Is Australia’s LNG-based resources boom about to be blown apart before it even has time to get going?

For the first time a major global gas producer has called for production quotas and cuts like OPEC, to boost prices that have dropped sharply in the past year as gas supplies have flooded markets and the US has suddenly stopped most imports.

The call will have to be noticed in Australia, because we are already a major exporter of Liquefied Natural Gas (LNG) and will become the biggest exporter of LNG from the 30-member OECD (the rich country club) by 2015.

Projects such as Gorgon, Pluto, Wheatstone, all in northern Western Australian waters, and coal seam methane projects in Queensland (at least four), will be the building blocks for our surge, which the Reserve Bank regularly points to in each assessment of the economy.

The Financial Times reported this morning that Algeria, one of Europe’s three biggest gas suppliers is calling on fellow gas exporting countries to cut production to boost prices.

“It is the first time Chakib Khelil, Algeria’s energy minister, has made such a clear plea for united action and highlights the strong pressure gas producers are facing because of oversupply, especially in Europe.”

Global gas prices have dropped off the back of a plunge in gas prices in the United States, which is now on the cusp of being gas independent.

That’s followed a drop in demand in the US, Europe and Japan for gas (and LNG) because of the global recession and from a sudden and dramatic explosion in new supplies.

That’s coming from the surge in what’s called “unconventional gas” supplies. That’s gas being produced from so-called tight rocks and from shale (shale gas) and some coal seam methane.

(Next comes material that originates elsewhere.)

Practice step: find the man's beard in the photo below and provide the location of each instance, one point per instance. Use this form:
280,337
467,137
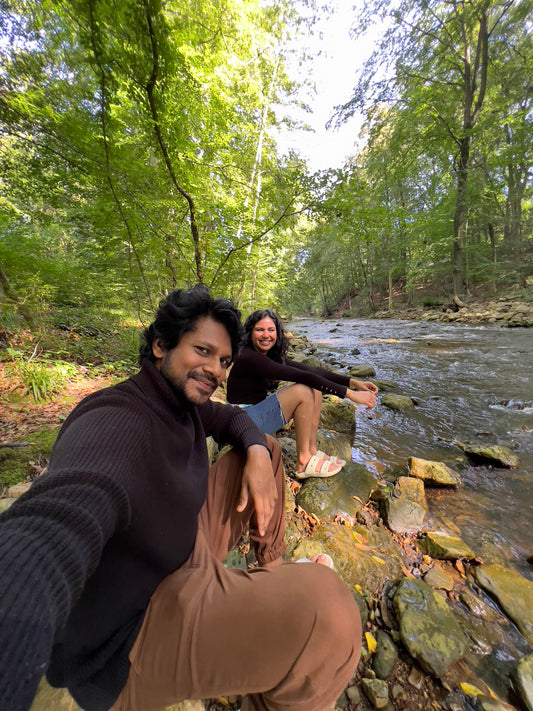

The search for unconventional gas is surging in Europe, China (where Shell and even some Australian companies such as Arrow Energy) have areas. Poland, Germany, the UK, France and other countries have huge areas of shale and tight rocks that hold gas that can’t be extracted by conventional methods. Canada is expected to start producing and exporting unconventional gas from huge fields discovered and now being drilled in British Columbia (near Vancouver).

Unconventional gas is produced by so-called “fracking” where a a hole is drilled into the target formation and then moved horizontally: chemicals are pumped down and the pressure lifted and the surrounding rock is fractured and the gas released. The process involves drilling far more holes than with conventional gas production.

So dramatic has been the impact on the US that the industry is now talking about gas self sufficiency for the next century. The US has slashed imports of LNG (it’s why the projects touted for California by BHP and Woodside have died).

This, and the recession, have led to a dramatic fall in US prices from about $US13 per million BTUs (British Thermal Units, the international measurement of gas) in mid-2008  to less than $US5 a million BTUs at the moment. That is forecast to fall to about $US3 by the northern summer as more gas is produced and remains unsold.

The recession has helped: gas consumption last year fell by more than 3% globally and an oversupply is now forecast to 2014-15.

These dramatic changes have not featured in any of the forecasts of demand for Australian gas, the growing resources boom and the forecasts for the Australian economy.

It is dramatic. Already Russia, which was the world’s biggest gas producer, looks like it was overtaken by the US in 2009, with the change being driven by surging production of shale and coal seam gas.

In the US and some European countries, there’s now talk of accelerating the construction of gas-fired power stations and closing coal-powered facilities; to cut carbon emissions and lower costs. It would also help finance the gradual build up of renewables such as solar and wind power.

Australia has huge shale reserves in Queensland and there are large areas of right gas formations around the Cooper Basin in central Australia. The coal seam gas boom in Queensland though is our major source of unconventional gas, but the surge in overseas supplies will have an impact there.

Major exporters to the US and Europe, such as Algeria, Qatar (the world’s biggest gas exporter) and Russia are now looking to ship more gas into Asia, where Australia is already poised to become the major LNG supplier.

The FT report this morning said: “If countries such as Qatar and Russia agree with the plan, it could transform the natural gas market and lead to higher prices. For the first time, analysts now suggest such agreement could be possible, if, as several expect, prices fall further in the coming months.”

The FT said the Algerian minister will propose the plan at the meeting of the gas exporting countries forum in Oran, Algeria, in April.  By then the Australian government and authorities might have awoken to the dangers posed to our forecast boom by the dramatic change in the global gas market.

The recession halved global oil prices and OPEC moved in a meeting in December 2008 to chop production and try and boost prices. World prices have doubled to their current level of $US80 a barrel.

The only thing in our favour is the immense appetite for energy in China, and soon India. China is now the world’s biggest oil importer, and the fourth largest producer. Its oil needs are expected to rise 28% this year.